Spectaculaire rebondissement dans l’affaire Carlos Ghosn. L’ex-patron du groupe automobile Renault-Nissan, Carlos Ghosn, est rentré à Beyrouth, malgré son assignation à résidence à Tokyo, où il est sous le coup de quatre inculpations pour corruption. L’information, d’abord rapportée lundi en début de soirée par deux médias libanais, puis confirmée par une source interrogée par L’Orient-Le Jour, a, dans la nuit de lundi à mardi, été directement confirmée via un document envoyé à la presse, dont L’Orient-Le Jour, par son service de communication.

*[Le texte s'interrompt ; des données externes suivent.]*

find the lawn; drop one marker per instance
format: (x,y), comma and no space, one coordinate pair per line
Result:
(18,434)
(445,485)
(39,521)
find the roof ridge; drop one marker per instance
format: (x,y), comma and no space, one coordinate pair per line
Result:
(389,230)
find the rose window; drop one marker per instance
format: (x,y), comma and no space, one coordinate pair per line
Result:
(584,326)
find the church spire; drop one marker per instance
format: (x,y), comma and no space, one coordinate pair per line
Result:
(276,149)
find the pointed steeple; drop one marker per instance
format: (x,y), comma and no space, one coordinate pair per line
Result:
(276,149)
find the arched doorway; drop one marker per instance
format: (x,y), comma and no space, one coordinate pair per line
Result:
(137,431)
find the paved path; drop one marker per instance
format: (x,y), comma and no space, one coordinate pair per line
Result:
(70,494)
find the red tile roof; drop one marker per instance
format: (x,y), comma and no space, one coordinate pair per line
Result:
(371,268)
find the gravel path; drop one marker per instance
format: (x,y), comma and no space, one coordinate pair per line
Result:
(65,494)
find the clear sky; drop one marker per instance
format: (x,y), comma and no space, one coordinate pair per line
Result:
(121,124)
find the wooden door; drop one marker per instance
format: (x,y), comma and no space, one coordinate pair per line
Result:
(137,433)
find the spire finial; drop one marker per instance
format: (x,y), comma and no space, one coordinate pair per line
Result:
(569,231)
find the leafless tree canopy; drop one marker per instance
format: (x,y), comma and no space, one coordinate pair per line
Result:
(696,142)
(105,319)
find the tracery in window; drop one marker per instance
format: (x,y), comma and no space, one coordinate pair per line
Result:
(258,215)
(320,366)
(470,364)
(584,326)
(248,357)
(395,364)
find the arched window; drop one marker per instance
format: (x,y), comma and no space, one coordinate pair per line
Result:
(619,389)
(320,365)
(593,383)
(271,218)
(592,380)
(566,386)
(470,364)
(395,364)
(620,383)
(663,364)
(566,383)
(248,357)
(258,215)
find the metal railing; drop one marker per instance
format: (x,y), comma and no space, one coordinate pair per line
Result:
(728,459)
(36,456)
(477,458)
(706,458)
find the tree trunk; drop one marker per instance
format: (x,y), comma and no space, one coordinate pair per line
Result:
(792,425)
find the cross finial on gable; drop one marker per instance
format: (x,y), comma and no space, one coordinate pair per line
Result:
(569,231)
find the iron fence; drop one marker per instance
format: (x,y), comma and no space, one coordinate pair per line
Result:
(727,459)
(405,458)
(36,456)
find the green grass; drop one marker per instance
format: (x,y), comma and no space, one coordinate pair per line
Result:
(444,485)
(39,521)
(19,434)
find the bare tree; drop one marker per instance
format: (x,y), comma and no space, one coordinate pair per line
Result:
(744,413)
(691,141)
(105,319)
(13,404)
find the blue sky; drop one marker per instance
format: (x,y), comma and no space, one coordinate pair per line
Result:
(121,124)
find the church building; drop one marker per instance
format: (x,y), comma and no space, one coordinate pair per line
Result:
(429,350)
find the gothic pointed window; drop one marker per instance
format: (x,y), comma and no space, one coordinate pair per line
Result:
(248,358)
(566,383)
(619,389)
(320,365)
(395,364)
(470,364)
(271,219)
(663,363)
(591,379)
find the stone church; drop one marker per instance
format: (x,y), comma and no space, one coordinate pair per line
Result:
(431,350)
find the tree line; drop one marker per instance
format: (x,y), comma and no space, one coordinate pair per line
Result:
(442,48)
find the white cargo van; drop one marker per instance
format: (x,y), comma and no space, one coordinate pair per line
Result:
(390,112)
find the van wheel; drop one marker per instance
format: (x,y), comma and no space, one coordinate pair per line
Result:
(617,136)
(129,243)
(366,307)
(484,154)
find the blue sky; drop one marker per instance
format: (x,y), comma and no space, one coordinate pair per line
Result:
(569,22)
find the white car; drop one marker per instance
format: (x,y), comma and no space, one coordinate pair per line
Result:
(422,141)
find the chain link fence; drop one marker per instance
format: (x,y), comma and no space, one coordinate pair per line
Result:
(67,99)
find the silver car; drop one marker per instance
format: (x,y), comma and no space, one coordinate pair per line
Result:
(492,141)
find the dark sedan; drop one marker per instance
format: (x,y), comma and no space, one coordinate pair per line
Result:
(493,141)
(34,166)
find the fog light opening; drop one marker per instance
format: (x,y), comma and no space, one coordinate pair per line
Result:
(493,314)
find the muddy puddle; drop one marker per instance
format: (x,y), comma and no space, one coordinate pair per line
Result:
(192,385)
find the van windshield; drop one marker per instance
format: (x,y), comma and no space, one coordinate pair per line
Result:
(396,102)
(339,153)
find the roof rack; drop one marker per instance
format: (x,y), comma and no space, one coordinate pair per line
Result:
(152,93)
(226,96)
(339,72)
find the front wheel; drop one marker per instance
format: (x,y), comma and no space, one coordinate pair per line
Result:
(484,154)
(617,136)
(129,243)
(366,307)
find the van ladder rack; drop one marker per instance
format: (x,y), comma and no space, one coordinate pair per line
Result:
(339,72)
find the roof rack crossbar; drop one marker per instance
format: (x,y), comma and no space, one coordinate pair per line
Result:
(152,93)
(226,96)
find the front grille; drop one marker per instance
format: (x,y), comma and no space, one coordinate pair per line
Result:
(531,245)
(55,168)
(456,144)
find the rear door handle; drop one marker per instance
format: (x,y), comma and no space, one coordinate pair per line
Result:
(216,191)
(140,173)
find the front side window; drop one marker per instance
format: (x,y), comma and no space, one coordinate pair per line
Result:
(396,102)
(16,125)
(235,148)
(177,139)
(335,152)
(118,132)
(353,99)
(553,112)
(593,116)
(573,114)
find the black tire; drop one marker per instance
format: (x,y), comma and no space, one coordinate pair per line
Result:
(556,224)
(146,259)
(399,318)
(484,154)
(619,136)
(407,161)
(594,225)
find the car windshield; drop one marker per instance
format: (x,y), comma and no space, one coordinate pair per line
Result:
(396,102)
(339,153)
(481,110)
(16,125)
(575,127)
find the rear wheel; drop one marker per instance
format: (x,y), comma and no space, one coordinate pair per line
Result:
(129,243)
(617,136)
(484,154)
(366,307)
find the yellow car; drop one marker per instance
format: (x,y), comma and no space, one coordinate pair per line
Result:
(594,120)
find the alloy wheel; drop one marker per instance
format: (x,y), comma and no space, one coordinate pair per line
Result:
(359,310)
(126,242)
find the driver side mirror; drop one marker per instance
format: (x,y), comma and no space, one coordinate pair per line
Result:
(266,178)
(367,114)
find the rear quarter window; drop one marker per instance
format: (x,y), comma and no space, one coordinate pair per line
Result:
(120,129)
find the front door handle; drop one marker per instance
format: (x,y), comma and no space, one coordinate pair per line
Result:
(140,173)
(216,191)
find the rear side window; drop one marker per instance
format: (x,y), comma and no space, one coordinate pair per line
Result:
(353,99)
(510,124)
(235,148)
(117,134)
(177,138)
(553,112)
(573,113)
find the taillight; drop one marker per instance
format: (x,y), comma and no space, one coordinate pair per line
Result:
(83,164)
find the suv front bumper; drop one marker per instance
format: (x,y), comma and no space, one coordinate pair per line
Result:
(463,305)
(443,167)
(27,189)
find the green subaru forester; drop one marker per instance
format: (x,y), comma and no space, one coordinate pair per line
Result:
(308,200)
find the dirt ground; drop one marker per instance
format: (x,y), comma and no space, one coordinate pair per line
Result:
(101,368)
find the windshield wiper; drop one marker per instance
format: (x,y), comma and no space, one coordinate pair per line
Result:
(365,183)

« Je suis à présent au Liban. Je ne suis plus l’otage d’un système judiciaire japonais partial où prévaut la présomption de culpabilité, où la discrimination est généralisée et où les droits de l’homme sont bafoués, cela au mépris absolu des lois et traités internationaux que le Japon a ratifiés et qu’il est tenu de respecter », peut-on lire dans ce communiqué. « Je n’ai pas fui la justice – je me suis libéré de l’injustice et de la persécution politique. Je peux enfin communiquer librement avec les médias, ce que je ferai dès la semaine prochaine », y est-il encore écrit.

M. Ghosn, 65 ans, est, selon le quotidien al-Joumhouriya, premier à avoir rapporté l’information, arrivé à l’aéroport de Beyrouth à bord d’un avion privé en provenance de Turquie. Les circonstances de ce voyage de l’homme d’affaires libano-franco-brésilien, malgré son assignation à résidence au Japon, ne sont toutefois pas encore claires. Mardi matin, une source proche du dossier a indiqué à L’Orient-Le Jour que M. Ghosn était arrivé lundi matin au Liban. Une autre source a indiqué à L’Orient-Le Jour que M. Ghosn a été vu lundi matin à Beyrouth.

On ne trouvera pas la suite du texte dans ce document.